Abu Dhabi.-Rectificación de registros de casos, modernización de métodos de diagnóstico y rigurosas medidas preventivas caracterizan hoy al sector de salud en países árabes del golfo Pérsico ante la indetenible propagación de un letal coronavirus respiratorio.
El ministro de Salud de Emiratos Árabes Unidos (EAU), Abdul Rahman al-Owais, exhortó a intensificar dentro de cada nación las campañas de sensibilización sobre el Síndrome Respiratorio de Medio Oriente (MERS), causante de 284 muertes, solo en Arabia Saudita desde septiembre de 2012.
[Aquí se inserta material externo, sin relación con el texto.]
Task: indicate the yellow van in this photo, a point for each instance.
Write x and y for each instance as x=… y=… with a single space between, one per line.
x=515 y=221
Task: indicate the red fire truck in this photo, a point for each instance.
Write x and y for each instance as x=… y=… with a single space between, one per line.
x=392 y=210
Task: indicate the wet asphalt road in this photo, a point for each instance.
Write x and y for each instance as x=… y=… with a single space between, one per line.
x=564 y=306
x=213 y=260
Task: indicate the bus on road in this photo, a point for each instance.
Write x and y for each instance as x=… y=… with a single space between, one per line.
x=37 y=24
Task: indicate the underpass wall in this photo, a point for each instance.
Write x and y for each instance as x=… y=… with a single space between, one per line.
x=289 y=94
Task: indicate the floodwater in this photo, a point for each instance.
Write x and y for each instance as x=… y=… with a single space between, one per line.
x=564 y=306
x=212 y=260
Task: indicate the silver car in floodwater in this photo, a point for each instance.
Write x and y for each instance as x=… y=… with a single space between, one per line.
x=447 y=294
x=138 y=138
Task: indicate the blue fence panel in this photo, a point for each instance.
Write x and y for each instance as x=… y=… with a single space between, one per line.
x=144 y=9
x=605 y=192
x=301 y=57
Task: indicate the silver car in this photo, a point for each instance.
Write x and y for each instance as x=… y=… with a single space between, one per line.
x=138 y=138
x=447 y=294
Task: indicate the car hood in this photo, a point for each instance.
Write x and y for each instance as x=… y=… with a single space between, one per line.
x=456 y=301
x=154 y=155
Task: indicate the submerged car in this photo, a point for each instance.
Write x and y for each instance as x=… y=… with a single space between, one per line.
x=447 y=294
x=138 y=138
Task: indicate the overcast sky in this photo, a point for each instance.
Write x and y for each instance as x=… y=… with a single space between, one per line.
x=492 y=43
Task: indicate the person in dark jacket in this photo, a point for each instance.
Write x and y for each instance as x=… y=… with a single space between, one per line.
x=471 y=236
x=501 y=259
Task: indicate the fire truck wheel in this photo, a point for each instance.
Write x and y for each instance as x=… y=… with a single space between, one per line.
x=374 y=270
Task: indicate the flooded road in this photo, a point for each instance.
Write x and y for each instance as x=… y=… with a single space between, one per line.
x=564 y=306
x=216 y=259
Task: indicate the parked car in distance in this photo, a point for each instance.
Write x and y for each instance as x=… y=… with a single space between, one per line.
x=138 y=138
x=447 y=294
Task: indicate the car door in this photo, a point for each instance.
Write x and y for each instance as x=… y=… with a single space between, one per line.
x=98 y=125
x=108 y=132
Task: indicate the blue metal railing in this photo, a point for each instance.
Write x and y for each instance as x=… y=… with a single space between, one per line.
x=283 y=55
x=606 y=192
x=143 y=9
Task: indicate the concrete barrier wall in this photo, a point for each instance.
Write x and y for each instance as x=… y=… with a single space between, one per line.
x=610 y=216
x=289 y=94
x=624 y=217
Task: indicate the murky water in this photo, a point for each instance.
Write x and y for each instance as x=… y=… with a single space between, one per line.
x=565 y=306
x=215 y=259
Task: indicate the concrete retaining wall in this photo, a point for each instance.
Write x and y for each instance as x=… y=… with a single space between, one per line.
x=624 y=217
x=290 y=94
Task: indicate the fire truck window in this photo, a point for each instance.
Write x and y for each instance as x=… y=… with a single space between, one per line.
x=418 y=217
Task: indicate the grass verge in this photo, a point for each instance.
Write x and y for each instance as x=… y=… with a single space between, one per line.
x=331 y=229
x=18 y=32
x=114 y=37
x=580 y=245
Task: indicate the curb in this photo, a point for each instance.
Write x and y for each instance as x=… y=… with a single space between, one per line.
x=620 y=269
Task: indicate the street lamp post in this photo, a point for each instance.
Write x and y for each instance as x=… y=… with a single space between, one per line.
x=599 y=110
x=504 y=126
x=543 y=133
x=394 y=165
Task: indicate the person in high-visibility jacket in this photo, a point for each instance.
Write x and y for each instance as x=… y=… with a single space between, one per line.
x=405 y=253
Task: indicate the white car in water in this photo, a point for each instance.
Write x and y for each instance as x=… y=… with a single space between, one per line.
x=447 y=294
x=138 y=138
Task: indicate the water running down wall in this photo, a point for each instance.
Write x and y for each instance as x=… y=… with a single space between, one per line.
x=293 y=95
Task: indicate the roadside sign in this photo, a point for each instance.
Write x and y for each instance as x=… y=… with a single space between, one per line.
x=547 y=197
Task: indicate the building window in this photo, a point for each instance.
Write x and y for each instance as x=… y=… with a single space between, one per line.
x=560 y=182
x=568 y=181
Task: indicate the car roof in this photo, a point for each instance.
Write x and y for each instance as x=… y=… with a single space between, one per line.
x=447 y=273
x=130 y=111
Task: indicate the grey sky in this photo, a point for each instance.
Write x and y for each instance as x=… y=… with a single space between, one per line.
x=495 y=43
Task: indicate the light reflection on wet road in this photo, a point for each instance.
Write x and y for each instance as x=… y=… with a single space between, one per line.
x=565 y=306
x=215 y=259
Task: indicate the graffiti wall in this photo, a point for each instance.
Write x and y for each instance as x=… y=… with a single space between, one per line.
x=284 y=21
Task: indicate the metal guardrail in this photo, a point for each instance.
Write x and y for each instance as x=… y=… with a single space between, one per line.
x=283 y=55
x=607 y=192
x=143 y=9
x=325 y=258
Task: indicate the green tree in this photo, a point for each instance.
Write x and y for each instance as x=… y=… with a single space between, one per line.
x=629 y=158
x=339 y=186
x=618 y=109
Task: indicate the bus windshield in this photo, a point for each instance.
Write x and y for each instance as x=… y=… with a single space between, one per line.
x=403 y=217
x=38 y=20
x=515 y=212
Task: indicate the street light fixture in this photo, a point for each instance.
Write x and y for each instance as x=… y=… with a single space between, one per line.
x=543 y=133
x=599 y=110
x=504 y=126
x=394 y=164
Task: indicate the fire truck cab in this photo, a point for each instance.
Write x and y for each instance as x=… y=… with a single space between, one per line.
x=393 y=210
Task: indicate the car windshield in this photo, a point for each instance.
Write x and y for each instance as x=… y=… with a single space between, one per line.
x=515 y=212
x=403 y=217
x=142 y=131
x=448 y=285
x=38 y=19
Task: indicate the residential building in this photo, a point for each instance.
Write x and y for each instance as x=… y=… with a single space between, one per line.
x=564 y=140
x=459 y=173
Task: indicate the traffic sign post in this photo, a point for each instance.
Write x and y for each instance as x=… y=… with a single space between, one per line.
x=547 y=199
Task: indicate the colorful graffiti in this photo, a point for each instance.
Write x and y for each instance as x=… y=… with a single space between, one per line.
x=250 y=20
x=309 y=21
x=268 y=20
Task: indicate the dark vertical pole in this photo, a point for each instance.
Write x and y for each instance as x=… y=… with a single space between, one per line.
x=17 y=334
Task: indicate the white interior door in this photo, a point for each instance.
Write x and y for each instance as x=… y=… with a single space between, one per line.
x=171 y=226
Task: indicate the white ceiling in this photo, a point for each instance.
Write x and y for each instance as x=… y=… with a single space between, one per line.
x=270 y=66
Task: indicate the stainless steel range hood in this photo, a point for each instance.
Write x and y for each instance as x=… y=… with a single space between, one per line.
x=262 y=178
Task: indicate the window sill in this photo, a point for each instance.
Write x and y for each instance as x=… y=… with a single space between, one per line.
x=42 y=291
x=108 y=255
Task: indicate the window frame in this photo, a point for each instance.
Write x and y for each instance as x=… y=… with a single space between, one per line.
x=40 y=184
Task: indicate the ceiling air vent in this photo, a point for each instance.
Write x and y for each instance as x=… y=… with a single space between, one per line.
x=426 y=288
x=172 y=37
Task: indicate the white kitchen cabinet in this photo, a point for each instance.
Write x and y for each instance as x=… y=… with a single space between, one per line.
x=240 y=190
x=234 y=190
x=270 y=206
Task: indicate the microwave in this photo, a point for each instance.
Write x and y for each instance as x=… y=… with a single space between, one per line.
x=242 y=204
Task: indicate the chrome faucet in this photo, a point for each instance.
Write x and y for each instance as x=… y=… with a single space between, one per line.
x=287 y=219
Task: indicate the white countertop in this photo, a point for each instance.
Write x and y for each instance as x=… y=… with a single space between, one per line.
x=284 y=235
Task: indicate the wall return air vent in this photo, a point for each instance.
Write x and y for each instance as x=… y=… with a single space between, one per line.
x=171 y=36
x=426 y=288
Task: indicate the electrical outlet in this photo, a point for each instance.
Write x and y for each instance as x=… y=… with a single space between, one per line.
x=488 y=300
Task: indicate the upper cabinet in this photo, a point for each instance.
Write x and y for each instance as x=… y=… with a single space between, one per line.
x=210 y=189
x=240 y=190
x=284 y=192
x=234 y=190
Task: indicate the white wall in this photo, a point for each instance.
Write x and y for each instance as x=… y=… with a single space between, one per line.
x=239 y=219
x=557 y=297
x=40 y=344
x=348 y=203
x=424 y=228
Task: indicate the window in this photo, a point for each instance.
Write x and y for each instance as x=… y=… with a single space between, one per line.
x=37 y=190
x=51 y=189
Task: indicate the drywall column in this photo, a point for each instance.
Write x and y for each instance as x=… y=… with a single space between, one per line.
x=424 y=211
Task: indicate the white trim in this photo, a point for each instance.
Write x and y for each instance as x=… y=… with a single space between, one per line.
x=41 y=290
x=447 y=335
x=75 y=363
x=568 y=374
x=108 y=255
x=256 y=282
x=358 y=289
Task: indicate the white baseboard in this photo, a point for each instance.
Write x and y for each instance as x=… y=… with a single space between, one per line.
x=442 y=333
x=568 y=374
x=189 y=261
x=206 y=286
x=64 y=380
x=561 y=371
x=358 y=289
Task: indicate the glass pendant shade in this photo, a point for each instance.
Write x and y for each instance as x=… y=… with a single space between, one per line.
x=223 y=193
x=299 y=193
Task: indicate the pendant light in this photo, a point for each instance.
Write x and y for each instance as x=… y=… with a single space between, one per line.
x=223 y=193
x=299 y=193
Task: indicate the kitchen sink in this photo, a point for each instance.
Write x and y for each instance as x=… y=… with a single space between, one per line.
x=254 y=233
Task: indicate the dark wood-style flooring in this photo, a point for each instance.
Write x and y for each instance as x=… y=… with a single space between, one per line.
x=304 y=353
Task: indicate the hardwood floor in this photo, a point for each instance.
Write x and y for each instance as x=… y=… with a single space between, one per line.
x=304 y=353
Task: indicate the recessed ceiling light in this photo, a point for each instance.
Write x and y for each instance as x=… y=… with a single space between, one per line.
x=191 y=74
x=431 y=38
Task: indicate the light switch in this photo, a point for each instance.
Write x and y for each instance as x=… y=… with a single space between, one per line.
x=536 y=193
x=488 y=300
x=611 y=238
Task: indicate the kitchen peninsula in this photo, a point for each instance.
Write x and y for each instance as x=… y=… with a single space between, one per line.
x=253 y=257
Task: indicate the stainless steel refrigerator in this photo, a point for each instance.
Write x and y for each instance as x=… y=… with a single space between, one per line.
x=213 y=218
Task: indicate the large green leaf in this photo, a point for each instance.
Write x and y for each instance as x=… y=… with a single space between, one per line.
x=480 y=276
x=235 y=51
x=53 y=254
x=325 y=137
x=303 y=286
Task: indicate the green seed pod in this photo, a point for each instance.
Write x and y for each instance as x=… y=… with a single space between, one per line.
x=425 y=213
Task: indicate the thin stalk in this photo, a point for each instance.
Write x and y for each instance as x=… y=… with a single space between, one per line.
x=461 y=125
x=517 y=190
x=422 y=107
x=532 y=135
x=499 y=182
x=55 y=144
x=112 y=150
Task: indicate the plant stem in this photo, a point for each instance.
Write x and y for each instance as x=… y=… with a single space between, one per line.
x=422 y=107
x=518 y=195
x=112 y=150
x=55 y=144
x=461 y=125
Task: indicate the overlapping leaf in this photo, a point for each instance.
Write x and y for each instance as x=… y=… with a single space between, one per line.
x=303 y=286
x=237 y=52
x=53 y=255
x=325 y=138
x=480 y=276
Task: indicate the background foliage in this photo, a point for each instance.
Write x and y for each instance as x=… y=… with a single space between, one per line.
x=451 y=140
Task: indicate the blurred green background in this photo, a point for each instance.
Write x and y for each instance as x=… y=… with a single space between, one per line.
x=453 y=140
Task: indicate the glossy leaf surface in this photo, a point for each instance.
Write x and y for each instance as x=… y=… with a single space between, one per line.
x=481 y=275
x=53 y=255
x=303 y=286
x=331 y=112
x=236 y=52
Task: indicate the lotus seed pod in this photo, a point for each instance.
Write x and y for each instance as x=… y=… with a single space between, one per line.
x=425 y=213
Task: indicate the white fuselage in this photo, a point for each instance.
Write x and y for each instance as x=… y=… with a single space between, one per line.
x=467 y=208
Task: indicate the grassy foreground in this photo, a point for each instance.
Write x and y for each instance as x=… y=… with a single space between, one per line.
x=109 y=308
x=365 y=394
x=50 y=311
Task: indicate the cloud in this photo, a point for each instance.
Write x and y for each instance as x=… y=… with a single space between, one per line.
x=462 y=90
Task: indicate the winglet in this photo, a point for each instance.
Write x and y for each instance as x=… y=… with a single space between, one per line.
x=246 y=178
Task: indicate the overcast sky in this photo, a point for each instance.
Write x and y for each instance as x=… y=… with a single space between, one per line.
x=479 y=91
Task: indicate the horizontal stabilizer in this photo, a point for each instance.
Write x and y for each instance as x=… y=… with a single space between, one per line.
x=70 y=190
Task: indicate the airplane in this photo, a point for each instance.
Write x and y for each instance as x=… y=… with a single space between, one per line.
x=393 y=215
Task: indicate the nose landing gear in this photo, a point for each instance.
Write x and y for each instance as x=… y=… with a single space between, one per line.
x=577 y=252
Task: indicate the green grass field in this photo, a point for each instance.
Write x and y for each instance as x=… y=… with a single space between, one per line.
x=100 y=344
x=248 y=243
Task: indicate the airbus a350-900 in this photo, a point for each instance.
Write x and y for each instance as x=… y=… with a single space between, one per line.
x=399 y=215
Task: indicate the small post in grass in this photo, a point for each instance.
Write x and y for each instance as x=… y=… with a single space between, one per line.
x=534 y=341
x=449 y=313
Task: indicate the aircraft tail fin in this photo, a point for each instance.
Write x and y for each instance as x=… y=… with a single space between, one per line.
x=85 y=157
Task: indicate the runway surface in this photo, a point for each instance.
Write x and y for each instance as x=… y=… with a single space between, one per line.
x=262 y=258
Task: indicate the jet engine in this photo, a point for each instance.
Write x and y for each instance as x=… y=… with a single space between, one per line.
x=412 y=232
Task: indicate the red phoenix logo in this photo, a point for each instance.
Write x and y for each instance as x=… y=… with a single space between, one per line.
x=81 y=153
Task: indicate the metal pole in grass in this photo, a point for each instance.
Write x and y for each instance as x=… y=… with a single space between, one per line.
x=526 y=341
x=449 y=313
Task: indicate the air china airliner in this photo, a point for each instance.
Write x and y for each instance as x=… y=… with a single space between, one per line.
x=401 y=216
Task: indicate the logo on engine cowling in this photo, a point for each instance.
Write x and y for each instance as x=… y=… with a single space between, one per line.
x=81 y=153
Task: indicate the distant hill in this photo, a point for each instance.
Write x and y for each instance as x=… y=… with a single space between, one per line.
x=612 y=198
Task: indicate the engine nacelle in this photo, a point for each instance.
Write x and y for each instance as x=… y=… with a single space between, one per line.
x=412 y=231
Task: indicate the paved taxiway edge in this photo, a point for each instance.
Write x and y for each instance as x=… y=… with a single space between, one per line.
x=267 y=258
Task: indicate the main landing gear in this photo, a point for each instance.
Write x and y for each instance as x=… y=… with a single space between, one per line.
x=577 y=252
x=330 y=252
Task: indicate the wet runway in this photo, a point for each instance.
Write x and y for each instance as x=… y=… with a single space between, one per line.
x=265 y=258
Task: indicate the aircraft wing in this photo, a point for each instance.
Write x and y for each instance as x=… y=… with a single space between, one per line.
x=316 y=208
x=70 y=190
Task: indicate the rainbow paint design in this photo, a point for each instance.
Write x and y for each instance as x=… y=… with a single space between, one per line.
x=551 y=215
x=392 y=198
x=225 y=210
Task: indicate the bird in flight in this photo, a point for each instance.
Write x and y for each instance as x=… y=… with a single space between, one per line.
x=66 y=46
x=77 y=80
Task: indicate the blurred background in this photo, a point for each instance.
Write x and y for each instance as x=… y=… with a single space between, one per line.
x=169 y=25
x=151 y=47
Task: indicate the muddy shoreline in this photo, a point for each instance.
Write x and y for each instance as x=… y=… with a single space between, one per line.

Si bien Al-Owais aseguró que desde marzo de 2013 hasta ahora en EAU hubo 10 decesos por esa dolencia (seis nacionales y cuatro extranjeros), abogó por reforzar también la coordinación entre entidades de salud y epidemiología de la región, pues 691 personas han sido infectadas.
Durante una rendición de cuentas al Consejo Federal Nacional (parlamento), el titular emiratí indicó que en este país se detectaron 68 contagios, incluido un paramédico filipino en la ciudad oriental de Al-Ain.
La preocupación regional se hizo más patente tras datos de investigadores occidentales que dan por seguro que los camellos son portadores y trasmisores directos del coronavirus a los humanos, y un estudio saudita, según el cual, el 28 por ciento de los infectados es personal de la salud.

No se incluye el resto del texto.